Smoking is a major risk factor for coronary artery disease and MI. For patients who have undergone an MI, smoking cessation is essential to recovery, long-term health, and prevention of reinfarction. In one study, the risk of recurrent MI decreased by 50% after 1 year of smoking cessation.18 All STEMI and NSTEMI patients with a history of smoking should be advised to quit and offered smoking cessation resources, including nicotine replacement therapy, pharmacologic therapy, and referral to behavioral counseling or support groups.4, 9 Smoking cessation counselling should begin in the hospital, at discharge, and during follow-up. The American Lung Association maintains a website (http://www.lungusa.org) with updates on public health initiatives to reduce tobacco use; it is a resource for smoking cessation strategies for patients and health care providers. Other public and private sources of smoking cessation information are available online as well.

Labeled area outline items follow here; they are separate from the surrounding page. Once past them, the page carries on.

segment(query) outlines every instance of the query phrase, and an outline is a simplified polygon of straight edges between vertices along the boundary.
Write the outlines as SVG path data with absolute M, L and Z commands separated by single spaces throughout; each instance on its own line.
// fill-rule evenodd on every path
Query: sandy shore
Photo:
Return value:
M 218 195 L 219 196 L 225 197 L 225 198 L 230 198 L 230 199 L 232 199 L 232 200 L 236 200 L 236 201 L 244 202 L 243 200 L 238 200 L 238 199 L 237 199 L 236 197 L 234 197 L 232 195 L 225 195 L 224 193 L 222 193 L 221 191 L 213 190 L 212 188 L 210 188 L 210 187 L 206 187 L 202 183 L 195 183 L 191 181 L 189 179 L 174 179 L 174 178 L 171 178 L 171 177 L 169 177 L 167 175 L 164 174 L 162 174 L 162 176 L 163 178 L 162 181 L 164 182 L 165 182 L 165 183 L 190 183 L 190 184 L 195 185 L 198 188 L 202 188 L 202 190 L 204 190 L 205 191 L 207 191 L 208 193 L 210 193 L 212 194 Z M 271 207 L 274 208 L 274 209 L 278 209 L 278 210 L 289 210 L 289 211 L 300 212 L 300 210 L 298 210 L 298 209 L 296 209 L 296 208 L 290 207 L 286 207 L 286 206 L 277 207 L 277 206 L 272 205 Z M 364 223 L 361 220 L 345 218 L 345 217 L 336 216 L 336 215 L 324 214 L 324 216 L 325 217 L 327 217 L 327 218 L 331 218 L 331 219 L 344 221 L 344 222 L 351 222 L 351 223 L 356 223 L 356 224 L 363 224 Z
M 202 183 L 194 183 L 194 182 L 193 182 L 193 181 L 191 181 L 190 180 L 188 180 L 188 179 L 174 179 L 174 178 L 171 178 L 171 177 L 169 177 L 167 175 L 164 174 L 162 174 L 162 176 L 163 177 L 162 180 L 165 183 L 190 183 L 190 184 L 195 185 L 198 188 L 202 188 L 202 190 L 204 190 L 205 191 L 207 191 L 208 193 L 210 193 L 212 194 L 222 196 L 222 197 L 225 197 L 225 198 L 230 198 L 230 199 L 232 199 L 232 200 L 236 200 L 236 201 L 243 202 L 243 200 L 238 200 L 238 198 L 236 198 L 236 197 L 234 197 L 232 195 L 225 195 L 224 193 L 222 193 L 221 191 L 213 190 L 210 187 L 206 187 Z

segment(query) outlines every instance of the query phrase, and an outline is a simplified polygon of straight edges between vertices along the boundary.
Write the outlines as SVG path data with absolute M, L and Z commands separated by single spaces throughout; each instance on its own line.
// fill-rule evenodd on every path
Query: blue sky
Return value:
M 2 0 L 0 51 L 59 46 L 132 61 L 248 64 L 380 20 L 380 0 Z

Most oral medications instituted in the hospital at the time of MI will be continued long term. Therapy with aspirin and beta blockade is continued indefinitely in all patients. ACE inhibitors are continued indefinitely in patients with congestive heart failure, left ventricular dysfunction, hypertension, or diabetes.4, 9 A lipid-lowering agent, specifically a statin, in addition to diet modification, is continued indefinitely as well. Post-MI patients with diabetes should have tight glycemic control according to earlier studies. The latest ACC/AHA guidelines recommend a goal HbA1c of less than 7%.
Cardiac rehabilitation provides a venue for continued education, reinforcement of lifestyle modification, and adherence to a comprehensive prescription of therapies for recovery from MI including exercise training. Participation in cardiac rehabilitation programs after MI is associated with decreases in subsequent cardiac morbidity and mortality. Other benefits include improvements in quality of life, functional capacity, and social support. However, only a minority of post-MI patients actually participate in formal cardiac rehabilitation programs because of several factors, including lack of structured programs, physician referrals, low patient motivation, noncompliance, and financial constraints.